The subretinal bolus at POD 1&3 comprised largely of SV40T +ve donor cells. CD11b, F480 and Gr1 cells increased as a proportion of the bolus from POD 1 to predominate over SV40 T cells by POD 7. Co-localization of SV40 T +ve cells was only seen at POD 7 predominately with F4/80, to a lesser degree with CD11b. By POD 28 the subretinal bolus was no longer in evidence and only occasional grafted cells could be detected. From POD 3 to 28, graft sites in shams and transplants could be detected by GFAP up-regulation.

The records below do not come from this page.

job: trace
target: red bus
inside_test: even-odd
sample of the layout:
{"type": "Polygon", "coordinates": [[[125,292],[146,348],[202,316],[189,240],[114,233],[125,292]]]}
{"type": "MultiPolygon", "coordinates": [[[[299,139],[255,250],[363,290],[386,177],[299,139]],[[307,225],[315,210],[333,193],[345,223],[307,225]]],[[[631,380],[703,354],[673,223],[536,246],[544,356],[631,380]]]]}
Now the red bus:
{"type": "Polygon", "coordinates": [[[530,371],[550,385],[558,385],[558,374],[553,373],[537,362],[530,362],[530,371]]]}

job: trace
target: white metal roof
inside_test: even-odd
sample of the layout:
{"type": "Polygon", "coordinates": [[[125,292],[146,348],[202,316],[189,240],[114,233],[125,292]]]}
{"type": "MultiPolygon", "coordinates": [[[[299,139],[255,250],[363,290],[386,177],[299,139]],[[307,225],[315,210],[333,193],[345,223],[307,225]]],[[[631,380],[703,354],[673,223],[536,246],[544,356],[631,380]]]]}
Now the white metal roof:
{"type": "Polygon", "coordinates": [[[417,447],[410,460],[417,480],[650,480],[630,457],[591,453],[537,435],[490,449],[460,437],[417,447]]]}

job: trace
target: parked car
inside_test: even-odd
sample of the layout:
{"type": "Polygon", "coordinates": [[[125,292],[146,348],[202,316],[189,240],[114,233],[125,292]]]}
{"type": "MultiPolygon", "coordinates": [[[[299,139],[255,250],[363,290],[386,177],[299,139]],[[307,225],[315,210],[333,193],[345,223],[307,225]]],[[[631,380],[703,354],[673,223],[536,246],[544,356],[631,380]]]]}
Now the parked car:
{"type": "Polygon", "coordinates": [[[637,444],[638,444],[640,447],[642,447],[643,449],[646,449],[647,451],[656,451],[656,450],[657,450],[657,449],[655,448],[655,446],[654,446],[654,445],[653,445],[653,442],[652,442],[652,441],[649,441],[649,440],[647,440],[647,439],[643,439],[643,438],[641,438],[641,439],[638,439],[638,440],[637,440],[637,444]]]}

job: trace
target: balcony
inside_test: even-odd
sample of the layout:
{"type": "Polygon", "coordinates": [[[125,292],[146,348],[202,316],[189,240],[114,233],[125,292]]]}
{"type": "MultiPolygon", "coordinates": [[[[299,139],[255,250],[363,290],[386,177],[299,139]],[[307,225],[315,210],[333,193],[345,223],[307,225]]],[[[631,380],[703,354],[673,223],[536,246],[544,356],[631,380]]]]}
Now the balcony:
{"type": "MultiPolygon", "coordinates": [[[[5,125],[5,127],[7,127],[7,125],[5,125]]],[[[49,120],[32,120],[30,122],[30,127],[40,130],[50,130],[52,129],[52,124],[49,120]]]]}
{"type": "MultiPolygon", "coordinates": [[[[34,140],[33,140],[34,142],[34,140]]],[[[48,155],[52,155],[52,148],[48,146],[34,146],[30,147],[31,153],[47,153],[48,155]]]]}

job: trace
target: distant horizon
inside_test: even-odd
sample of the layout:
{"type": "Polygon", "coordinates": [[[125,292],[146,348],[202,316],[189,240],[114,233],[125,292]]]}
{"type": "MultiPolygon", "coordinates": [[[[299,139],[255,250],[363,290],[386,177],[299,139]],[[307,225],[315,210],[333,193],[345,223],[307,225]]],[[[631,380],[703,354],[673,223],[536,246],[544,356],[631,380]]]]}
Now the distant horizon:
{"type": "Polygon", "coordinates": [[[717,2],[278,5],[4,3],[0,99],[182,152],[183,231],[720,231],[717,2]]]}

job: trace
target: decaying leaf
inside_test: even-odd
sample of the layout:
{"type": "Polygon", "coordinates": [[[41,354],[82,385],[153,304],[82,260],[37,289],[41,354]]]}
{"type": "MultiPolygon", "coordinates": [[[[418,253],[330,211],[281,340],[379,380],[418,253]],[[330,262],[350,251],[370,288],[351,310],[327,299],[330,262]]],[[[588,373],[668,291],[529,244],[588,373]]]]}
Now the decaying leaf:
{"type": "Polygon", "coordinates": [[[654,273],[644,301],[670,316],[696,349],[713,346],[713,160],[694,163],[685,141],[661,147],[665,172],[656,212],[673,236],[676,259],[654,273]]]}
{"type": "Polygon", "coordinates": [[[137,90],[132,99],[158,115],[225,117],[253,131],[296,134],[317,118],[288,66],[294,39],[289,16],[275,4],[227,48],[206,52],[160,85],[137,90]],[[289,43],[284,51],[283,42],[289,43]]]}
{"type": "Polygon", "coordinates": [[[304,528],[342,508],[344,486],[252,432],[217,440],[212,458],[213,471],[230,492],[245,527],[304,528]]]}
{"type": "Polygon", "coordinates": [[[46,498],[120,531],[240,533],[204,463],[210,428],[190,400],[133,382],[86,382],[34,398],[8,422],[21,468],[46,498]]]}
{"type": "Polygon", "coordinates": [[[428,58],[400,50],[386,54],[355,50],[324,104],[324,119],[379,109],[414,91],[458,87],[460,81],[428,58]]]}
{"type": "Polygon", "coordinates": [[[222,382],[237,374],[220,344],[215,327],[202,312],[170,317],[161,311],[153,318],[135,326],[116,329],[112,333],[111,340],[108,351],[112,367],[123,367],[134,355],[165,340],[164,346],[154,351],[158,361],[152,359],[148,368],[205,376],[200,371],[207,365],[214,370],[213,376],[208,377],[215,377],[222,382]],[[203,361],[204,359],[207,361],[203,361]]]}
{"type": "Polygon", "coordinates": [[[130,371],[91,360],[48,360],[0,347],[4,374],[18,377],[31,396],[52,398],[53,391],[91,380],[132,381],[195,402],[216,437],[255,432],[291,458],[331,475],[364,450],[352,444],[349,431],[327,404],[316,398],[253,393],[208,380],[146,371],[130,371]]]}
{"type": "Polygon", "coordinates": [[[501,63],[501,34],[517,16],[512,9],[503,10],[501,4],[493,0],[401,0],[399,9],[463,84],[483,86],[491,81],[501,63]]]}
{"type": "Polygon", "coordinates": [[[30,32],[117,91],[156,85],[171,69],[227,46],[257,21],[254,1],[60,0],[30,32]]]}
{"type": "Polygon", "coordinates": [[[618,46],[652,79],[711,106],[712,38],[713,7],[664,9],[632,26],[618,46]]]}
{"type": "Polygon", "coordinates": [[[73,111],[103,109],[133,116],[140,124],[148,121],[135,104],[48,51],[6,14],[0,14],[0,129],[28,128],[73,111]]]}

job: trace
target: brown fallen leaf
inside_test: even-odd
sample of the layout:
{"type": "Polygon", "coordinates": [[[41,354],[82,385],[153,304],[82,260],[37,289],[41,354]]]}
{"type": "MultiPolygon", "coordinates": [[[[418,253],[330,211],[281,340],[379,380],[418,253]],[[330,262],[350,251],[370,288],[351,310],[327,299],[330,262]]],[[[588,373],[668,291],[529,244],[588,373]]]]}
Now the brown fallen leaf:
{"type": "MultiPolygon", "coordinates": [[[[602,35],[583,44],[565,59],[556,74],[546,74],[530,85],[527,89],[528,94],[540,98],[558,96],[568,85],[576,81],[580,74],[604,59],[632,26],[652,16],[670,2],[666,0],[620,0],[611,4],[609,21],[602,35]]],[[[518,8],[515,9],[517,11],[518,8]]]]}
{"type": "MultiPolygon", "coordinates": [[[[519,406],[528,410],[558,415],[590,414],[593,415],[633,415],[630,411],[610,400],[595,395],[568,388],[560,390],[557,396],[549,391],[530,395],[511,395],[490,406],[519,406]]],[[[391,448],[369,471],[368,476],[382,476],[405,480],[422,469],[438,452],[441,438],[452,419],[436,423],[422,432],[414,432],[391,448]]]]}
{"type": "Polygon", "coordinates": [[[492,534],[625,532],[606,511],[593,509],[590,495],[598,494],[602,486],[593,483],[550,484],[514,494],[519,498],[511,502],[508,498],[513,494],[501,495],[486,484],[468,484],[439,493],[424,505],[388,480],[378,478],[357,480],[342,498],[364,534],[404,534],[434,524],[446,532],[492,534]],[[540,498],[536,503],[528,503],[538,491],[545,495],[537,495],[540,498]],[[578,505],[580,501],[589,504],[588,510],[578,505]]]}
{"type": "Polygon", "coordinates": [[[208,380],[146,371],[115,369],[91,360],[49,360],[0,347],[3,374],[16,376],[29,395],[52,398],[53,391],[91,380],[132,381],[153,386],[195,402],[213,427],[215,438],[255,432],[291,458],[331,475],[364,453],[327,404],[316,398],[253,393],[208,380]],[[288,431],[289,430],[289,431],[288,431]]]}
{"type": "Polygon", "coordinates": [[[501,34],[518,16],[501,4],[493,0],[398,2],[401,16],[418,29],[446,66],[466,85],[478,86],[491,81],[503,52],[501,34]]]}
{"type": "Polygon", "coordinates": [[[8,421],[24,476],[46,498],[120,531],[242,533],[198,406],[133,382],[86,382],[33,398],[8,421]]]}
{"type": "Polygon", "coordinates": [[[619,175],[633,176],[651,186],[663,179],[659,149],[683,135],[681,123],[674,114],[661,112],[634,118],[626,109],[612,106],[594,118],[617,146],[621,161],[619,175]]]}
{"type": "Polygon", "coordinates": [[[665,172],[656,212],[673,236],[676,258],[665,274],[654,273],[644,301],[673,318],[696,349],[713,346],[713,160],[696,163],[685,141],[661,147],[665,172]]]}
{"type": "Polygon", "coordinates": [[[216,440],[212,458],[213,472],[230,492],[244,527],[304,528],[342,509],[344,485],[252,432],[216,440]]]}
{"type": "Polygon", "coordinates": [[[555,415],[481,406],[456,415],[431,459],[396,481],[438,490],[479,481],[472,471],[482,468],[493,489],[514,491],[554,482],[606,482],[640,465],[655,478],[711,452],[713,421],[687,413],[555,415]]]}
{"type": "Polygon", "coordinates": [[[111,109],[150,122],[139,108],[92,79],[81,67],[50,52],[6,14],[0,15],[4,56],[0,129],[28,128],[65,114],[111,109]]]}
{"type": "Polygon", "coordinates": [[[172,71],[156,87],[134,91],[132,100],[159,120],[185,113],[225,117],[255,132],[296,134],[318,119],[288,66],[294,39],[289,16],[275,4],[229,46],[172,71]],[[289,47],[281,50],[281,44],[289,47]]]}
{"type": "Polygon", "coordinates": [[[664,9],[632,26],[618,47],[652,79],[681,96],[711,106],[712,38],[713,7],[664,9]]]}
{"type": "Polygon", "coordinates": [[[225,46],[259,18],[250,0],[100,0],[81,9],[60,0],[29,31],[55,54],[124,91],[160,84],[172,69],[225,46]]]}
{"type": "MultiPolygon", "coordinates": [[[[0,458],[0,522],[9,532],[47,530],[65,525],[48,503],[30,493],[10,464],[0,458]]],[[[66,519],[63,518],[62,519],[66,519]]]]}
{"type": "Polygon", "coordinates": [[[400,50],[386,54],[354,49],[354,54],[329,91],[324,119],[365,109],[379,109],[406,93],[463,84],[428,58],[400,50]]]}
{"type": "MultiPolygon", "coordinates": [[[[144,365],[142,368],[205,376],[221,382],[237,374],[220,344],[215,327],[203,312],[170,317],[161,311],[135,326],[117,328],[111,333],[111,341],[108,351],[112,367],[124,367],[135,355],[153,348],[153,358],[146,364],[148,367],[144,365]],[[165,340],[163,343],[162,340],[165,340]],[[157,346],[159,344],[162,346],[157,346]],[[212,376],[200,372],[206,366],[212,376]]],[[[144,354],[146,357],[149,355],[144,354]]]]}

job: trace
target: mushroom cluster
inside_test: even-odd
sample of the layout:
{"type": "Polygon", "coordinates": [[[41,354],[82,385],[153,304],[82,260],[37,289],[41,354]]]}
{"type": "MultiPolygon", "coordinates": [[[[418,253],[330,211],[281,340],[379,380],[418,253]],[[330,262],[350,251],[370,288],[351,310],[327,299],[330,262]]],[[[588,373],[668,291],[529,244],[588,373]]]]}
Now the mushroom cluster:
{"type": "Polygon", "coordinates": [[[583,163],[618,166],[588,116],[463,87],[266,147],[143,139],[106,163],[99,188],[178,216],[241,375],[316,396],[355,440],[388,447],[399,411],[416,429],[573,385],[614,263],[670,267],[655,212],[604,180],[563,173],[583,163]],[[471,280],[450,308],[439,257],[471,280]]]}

Subretinal syngeneic RPE grafts are subjected, as are allograft cells, to rapid attack by cells of the innate immune system, which infiltrate the graft by POD 1. This culminates in marked graft cell loss and colocalization of surviving graft cells with macrophages by POD 7. We have identified a mechanism of rapid graft cell loss in syngeneic as well as allogeneic subretinal transplant approaches. These will have to be overcome for long term graft survival in future cell-based therapies including stem cells.